Monday, September 26, 2011

Dead-End Road, Salem

Dead-End Road, Salem
Oil on canvas, 10x10, $100
sold

I was as lost as a person can be, 15 miles from where they live. I don't think I could find this place on a map today, but that's OK. That was the point, really.

It was getting on toward dusk, and rain was threatening when I found this little autumn lane and pulled over to paint. I doused myself with bug spray, but as evening drew closer, the mosquitoes thickened.

About an hour after I'd started painting, a big official-looking truck turned down the little road and pulled up beside me. The official-looking guys inside dropped their serious expressions when they saw me and started smiling.

They were state conservation cops, out to find people poaching deer and hunting without licenses and otherwise marauding in the wilderness.
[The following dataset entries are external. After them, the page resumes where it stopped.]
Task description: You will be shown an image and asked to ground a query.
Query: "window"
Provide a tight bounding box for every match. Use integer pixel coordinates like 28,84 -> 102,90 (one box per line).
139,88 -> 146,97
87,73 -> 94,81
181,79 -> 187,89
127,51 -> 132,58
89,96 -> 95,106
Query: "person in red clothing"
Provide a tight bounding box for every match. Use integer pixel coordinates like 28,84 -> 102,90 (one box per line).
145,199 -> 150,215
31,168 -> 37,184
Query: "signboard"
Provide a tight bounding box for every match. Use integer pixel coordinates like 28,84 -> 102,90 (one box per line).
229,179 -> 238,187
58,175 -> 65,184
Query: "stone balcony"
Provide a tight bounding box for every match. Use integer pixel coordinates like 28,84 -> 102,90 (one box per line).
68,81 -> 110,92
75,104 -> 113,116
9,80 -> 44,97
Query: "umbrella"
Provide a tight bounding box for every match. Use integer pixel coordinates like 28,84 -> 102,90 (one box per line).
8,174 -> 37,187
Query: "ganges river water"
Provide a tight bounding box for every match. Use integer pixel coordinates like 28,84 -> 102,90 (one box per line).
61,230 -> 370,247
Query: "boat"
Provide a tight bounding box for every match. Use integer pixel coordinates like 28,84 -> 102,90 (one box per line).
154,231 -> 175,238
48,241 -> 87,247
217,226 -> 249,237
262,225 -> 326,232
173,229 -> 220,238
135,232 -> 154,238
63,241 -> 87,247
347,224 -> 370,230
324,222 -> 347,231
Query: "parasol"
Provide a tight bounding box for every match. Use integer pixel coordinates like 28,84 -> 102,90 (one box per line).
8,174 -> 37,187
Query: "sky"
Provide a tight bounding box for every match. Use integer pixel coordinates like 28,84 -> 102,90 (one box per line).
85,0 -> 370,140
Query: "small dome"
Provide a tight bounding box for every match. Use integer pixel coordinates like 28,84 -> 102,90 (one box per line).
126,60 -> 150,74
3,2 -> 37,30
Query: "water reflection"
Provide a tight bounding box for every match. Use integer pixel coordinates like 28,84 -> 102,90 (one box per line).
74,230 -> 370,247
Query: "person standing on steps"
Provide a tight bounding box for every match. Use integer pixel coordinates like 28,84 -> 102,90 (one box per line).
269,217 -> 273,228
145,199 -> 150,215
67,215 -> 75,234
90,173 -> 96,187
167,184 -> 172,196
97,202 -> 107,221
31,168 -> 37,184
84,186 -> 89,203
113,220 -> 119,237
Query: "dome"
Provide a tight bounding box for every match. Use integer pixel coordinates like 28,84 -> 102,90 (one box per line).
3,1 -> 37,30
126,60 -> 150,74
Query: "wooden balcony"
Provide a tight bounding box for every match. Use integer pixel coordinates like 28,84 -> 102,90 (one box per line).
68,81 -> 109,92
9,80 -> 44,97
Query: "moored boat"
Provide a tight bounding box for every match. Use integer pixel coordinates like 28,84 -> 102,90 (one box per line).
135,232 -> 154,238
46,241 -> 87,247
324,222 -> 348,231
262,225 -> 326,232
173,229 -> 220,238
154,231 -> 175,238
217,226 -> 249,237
But they turned to me and said... "You know, you're supposed to have a permit for that!"

"I knew it!" I said, "I knew the art police would track me down sooner or later!"

At any rate, they were happy to see someone out innocently enjoying the woods, and we talked about painting, and Salem, and their jobs and mine, and then they turned their giant truck around and headed out.

Not 10 minutes later, the mosquitoes got so bad, I had to pick up and leave. I am still scratching today.


6 comments:

Anamusingmusing said...

Carrie, you are just rolling them right out! Beautiful, yet again!

carrie jacobson said...

Thanks, Karen! For more than a year, I made a painting every day. I learned an incredible amount during that time, and while I'm not approaching that here, I am enjoying the chance to raise my productivity, and learn some new stuff. So glad you're on my blog!

Sandeep Palakkal said...

Nice to see how an artist captures the real world on the canvas; more nice to see how the picture is close to the real scene; even more nice to see how they are actually different! I liked the photo showing the picture in the real scence.

carrie jacobson said...

Thank you, Sandeep - I think it's fun, too - I don't always remember to take a photo of the painting in the scene, but when I do, it intrigues me, as well. I appreciate your comment and your insight.

Sandeep Palakkal said...

Yes, as you say it, intriguing! I'm not a painter, but I like seeing paintings, especially those capturing the nature and its beauty. When I look in those painting, I feel they depict some kind of fantasy world. And I have fantasized many times roaming around in those paintings. But it is in your blog that I've really seen the real world and the picture together. It's really contrasting. Given that the fantasy world is another dimension of my mind, to contrast the painting with the actual scene is to contrast my fantasy with the (so called) real world. Obviously, I get disturbed when my fantasy is taken away from me. It is this disturbance that, perhaps, I am getting by looking into that photo containing the painting.

You had started painting in a time of crisis. Thus painting is a way to release yourself from your reality (of crisis, etc). The photo contrasts your exit-from-reality (i.e., your painting) with the real world (i.e., the actual scene)... interesting! Have you thought of it this way?

carrie jacobson said...

Hi, Sandeep - I had not thought of the picture vs. reality idea as you have described it, and it is a fascinating way to look at it. Thank you!

I am so glad that the paintings and the blog take you somewhere, give you an experience. That's what I'm hoping they do for people, and so it means a great deal to me that you've told me that, and described it so beautifully.